OF WIVES AND THEIR MISTRESSES.
"No, no," said Miss Eustasia Pallas. "You misapprehend me. It is not because it would be necessary to have a husband and a home of one's own, that I object to marriage, but because it would be impossible to do without servants. While a girl lives at home, she can cultivate her soul while her mother attends to the ménage. But after marriage, the higher life is impossible. You must have servants. You cannot do your own dirty work—not merely because it is dirty, but because it is the thief of time. You can hardly get literature, music, and religion adequately into your life even with the whole day at your disposal; but if you had to make your own bed, too, I am afraid you wouldn't find time to lie on it."
"Then why object to servants?" inquired Lillie.
"Because servants are the asphyxiators of the soul. But for them I should long since have married."
"I do not quite follow you. Surely if you had servants to relieve you of all the grosser duties, the spiritual could then claim your individual attention."
"Ah, that is a pretty theory. It sounds very plausible. In practice, alas! it does not work. Like the servants. I have kept my eyes open almost from the first day of my life. I have observed my mother's household and other people's—I speak of the great middle-classes, mainly—and my unalterable conviction is, that every faithful wife who aspires to be housekeeper too, becomes the servant of her servants. They rule not only her but all her thoughts. Her life circles round them. She can talk of nothing else. Whether she visits, or is visited, servants are the staple of her conversation. Their curious habits and customs, their love-affairs, their laches, their impertinences, these gradually become the whole food of thought, ousting every higher aim and idea. I have watched a girl—my bosom-friend at Girton—deteriorate from a maiden to a wife, from a wife to a bondswoman. First she talked Shelley, then Charley, then Mary Ann. Gradually her soul shrank. She lost her character. She became a mere parasite on the servant's kitchen, a slave to the cook's drink and the housemaid's followers. Those who knew my mother before she was married speak of her as a bright, bonny girl, all enthusiasm and energy, interesting herself in all the life of her day and even taking a side in politics. But when I knew her, she was haggard and narrow. She never read, nor sang, nor played, nor went to the Academy. The greatest historical occurrences left her sympathies untouched. She did not even care whether Australia or England conquered at cricket, or whether Browning lived or died. You could not get her to discuss Whistler or the relations of Greek drama to Gaiety Burlesque, or any other subject that interests ordinary human beings. She did not want a vote. She did not want any alteration in the divorce laws. She did not want Russia to be a free country or the Empire to be federated. She did not want darkest England to be supplied with lamps. She did not want the working classes to lead better and nobler lives. She did not want to preserve the Commons or to abolish the House of Lords. She did not want to do good or even to be happy. All she wanted was a cook or a housemaid or a coachman, as the case might be, and she was perpetually asking all her acquaintance if they knew of a good one, or had heard of the outrageous behavior of the last.

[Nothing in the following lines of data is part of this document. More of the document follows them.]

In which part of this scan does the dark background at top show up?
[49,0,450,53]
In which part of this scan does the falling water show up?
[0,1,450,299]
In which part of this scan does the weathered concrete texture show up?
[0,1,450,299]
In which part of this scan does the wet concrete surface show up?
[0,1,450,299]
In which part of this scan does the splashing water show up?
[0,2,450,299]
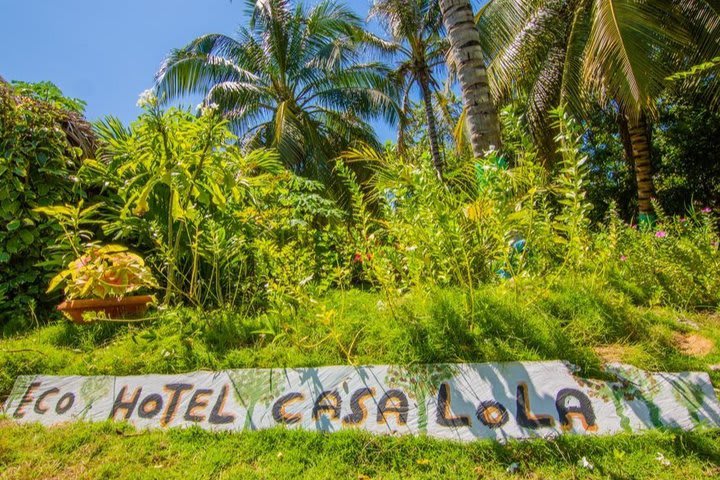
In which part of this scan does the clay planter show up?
[57,295,153,324]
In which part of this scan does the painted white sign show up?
[4,361,720,440]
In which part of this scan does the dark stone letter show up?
[160,383,194,426]
[476,400,510,428]
[313,390,342,421]
[342,387,375,425]
[185,388,213,422]
[377,390,409,426]
[555,388,597,432]
[516,383,555,429]
[13,382,41,418]
[436,382,470,427]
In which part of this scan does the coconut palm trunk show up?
[419,75,444,180]
[628,113,655,222]
[440,0,500,158]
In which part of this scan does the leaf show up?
[45,269,72,293]
[6,218,21,232]
[172,193,185,220]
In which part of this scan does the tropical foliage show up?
[0,0,720,472]
[158,0,398,197]
[370,0,447,179]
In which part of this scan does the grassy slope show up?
[0,279,720,478]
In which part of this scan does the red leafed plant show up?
[48,245,159,300]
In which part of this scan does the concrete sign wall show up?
[4,362,720,440]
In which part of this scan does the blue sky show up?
[0,0,395,140]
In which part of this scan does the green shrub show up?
[0,84,88,325]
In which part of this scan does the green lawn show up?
[0,423,720,479]
[0,279,720,479]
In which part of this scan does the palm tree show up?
[439,0,500,158]
[370,0,447,179]
[478,0,720,220]
[157,0,398,195]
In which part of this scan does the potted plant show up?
[48,245,158,323]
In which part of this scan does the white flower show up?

"In her early married days, my father's income was not a twentieth of what it is to-day, and so she was fairly happy, with only one servant to tyrannize over her. But she always had hard mistresses, even in those comparatively easy years. Poor mother! One scene remains vividly stamped upon my mind. We had a girl named Selina who would not get up in the morning. We had nothing to complain of in the time of her going to bed—I think she went about nine—but the earliest she ever rose was eight, and my father always had to catch the eight-twenty train to the City, so you may imagine how much breakfast he got. My mother spoke to Selina about it nearly every day and Selina admitted the indictment. She said she could not help it, she seemed to dream such long dreams and never wake up in the middle. My mother had had such difficulty in getting Selina that she hesitated to send her away and start hunting for a new Selina, but the case seemed hopeless. The winter came on and we took to sending Selina to bed at six o'clock, that my father might be sure of a hot cup of coffee before leaving home in the morning. But she said the mornings were so cold and dark it was impossible to get out of bed, though she tried very hard and did her best. I think she spent only nine hours out of bed on the average. My father gave up the hope of breakfast. He used to leave by an earlier train and get something at a restaurant. This grieved my mother very much—she calculated it cost her a bonnet a month. She became determined to convert Selina from the error of her ways. She told me she was going to appeal to Selina's higher nature. Reprimand had failed, but the soul that cannot be coerced can be touched. That was in the days when my mother still read poetry and was semi-independent. One bleak bitter dawn my mother rose shivering, dressed herself and went down into the kitchen, to the entire disconcertion of the chronology of the black-beetles. She made the fire and put the kettle on to boil and swept the kitchen. She also swept the breakfast-room and lighted the fire and laid the breakfast. Then she sat down, put on a saintly expression and waited for Selina.